Mean Robust Optimization
Irina Wang, Cole Becker, Bart Van Parys, Bartolomeo Stellato

TL;DR
Mean robust optimization offers a flexible, data-driven approach that balances conservatism and computational efficiency by clustering data, bridging robust and distributionally robust optimization with proven guarantees.
Contribution
The paper introduces a novel clustering-based uncertainty set construction that reduces problem size and computational effort while maintaining solution quality.
Findings
Achieves significant speedups in solution time, up to multiple orders of magnitude.
Provides finite-sample guarantees and controls conservatism introduced by clustering.

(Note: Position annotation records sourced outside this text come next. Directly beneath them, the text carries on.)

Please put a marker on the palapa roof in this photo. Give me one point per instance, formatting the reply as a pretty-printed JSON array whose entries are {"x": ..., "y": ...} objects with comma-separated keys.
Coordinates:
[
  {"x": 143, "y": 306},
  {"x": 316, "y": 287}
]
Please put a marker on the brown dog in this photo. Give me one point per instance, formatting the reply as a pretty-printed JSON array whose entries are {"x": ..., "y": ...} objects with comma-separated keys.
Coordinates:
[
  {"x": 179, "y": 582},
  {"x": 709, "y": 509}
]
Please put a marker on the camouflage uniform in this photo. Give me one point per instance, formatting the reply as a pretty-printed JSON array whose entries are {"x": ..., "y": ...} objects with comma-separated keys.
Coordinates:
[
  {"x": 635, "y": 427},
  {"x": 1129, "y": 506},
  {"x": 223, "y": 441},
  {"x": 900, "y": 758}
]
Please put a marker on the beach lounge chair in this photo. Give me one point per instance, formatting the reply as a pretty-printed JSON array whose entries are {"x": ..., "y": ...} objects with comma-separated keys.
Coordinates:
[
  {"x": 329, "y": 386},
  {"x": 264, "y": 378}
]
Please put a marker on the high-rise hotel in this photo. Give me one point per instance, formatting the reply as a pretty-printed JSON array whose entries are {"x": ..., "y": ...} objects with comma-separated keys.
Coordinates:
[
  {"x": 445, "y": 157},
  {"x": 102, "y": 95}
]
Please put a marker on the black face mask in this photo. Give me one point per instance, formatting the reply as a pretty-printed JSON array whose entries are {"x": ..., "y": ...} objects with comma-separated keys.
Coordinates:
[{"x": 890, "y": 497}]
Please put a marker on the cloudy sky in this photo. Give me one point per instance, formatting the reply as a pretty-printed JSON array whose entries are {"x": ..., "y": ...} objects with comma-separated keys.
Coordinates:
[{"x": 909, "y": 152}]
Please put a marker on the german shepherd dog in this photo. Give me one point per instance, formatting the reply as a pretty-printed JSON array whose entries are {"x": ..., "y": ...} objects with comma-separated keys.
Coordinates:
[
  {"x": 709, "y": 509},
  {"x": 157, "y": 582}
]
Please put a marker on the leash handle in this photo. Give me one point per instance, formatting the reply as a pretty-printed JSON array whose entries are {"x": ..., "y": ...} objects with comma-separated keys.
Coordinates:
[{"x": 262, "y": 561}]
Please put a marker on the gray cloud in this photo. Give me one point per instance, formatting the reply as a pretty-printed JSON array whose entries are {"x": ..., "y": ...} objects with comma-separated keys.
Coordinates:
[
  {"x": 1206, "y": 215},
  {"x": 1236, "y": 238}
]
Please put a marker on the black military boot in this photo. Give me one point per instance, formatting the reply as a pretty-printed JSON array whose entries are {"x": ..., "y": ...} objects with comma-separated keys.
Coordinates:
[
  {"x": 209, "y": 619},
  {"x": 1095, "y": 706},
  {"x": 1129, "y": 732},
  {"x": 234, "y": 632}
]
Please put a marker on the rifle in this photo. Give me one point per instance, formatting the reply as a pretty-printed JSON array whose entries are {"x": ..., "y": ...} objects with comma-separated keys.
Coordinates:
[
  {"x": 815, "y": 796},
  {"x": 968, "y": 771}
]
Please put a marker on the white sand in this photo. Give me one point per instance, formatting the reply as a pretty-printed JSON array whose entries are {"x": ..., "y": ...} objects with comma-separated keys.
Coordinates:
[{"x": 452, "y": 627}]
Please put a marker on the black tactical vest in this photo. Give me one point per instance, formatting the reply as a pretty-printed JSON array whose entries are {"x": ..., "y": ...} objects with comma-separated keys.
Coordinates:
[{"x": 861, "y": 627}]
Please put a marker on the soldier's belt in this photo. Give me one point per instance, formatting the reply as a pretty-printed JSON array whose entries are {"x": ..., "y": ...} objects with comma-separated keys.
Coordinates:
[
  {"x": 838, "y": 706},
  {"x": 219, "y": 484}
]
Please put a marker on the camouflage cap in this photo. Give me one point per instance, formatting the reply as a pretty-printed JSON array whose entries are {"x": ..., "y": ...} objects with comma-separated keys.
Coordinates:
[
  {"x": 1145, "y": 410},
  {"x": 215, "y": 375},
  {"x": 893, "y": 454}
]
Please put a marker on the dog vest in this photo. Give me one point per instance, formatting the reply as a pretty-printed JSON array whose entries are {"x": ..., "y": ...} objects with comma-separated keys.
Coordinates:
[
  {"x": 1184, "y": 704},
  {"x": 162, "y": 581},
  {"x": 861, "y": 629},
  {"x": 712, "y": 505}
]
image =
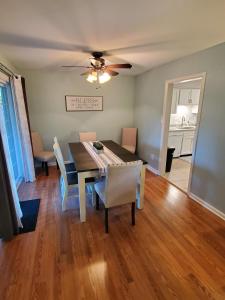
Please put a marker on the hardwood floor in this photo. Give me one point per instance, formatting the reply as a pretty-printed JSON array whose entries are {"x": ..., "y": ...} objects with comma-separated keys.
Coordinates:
[{"x": 176, "y": 250}]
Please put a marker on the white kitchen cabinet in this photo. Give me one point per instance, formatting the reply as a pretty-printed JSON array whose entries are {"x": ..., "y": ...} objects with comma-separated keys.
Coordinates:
[
  {"x": 189, "y": 96},
  {"x": 175, "y": 141},
  {"x": 175, "y": 100}
]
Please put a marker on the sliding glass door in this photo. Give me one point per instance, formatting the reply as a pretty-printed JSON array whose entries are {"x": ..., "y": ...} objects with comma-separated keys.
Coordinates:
[{"x": 11, "y": 125}]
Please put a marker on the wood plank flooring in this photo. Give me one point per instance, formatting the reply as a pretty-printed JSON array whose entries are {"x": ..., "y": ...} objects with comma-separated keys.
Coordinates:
[{"x": 175, "y": 251}]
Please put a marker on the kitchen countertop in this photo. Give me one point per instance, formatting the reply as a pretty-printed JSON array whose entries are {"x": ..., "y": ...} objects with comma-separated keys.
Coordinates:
[{"x": 178, "y": 128}]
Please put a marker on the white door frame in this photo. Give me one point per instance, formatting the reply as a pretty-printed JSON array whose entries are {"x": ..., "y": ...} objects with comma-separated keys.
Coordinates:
[{"x": 166, "y": 121}]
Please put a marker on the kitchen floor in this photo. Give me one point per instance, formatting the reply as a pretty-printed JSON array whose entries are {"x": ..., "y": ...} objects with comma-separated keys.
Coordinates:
[{"x": 179, "y": 174}]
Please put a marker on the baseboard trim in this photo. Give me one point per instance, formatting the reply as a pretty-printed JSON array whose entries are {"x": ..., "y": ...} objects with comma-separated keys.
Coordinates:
[
  {"x": 152, "y": 170},
  {"x": 53, "y": 163},
  {"x": 207, "y": 206}
]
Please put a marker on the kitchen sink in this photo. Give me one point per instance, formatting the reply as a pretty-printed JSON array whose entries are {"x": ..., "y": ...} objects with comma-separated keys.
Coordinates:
[{"x": 186, "y": 127}]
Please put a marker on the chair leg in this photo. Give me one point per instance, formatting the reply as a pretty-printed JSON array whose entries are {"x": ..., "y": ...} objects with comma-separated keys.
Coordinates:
[
  {"x": 106, "y": 220},
  {"x": 64, "y": 201},
  {"x": 97, "y": 201},
  {"x": 46, "y": 168},
  {"x": 133, "y": 213},
  {"x": 93, "y": 195}
]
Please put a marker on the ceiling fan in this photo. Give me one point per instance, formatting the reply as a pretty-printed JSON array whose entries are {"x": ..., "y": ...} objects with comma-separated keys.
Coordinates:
[{"x": 98, "y": 71}]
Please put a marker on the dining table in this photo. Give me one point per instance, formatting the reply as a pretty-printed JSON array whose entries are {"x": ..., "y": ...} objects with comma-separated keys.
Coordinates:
[{"x": 87, "y": 167}]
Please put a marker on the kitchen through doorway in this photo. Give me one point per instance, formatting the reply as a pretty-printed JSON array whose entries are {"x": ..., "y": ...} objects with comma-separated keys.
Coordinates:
[{"x": 181, "y": 122}]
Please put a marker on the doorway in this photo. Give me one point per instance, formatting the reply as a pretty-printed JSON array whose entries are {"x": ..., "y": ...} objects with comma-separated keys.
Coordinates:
[{"x": 180, "y": 124}]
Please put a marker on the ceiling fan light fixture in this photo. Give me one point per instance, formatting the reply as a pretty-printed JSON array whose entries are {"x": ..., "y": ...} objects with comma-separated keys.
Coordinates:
[
  {"x": 92, "y": 77},
  {"x": 104, "y": 77}
]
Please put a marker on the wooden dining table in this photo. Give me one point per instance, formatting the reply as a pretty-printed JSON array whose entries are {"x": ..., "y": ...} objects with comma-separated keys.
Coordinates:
[{"x": 87, "y": 167}]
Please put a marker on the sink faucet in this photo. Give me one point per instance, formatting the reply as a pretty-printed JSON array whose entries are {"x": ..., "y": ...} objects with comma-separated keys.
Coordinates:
[{"x": 183, "y": 121}]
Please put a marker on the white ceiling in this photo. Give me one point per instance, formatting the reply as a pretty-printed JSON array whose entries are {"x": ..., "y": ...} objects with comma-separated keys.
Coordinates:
[{"x": 46, "y": 34}]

Demonstrates effectiveness on numerical examples with minimal impact on solutions.
Abstract
Robust optimization is a tractable and expressive technique for decision-making under uncertainty, but it can lead to overly conservative decisions when pessimistic assumptions are made on the uncertain parameters. Wasserstein distributionally robust optimization can reduce conservatism by being data-driven, but it often leads to very large problems with prohibitive solution times. We introduce mean robust optimization, a general framework that combines the best of both worlds by providing a trade-off between computational effort and conservatism. We propose uncertainty sets constructed based on clustered data rather than on observed data points directly thereby significantly reducing problem size. By varying the number of clusters, our method bridges between robust and Wasserstein distributionally robust optimization. We show finite-sample performance guarantees and explicitly control…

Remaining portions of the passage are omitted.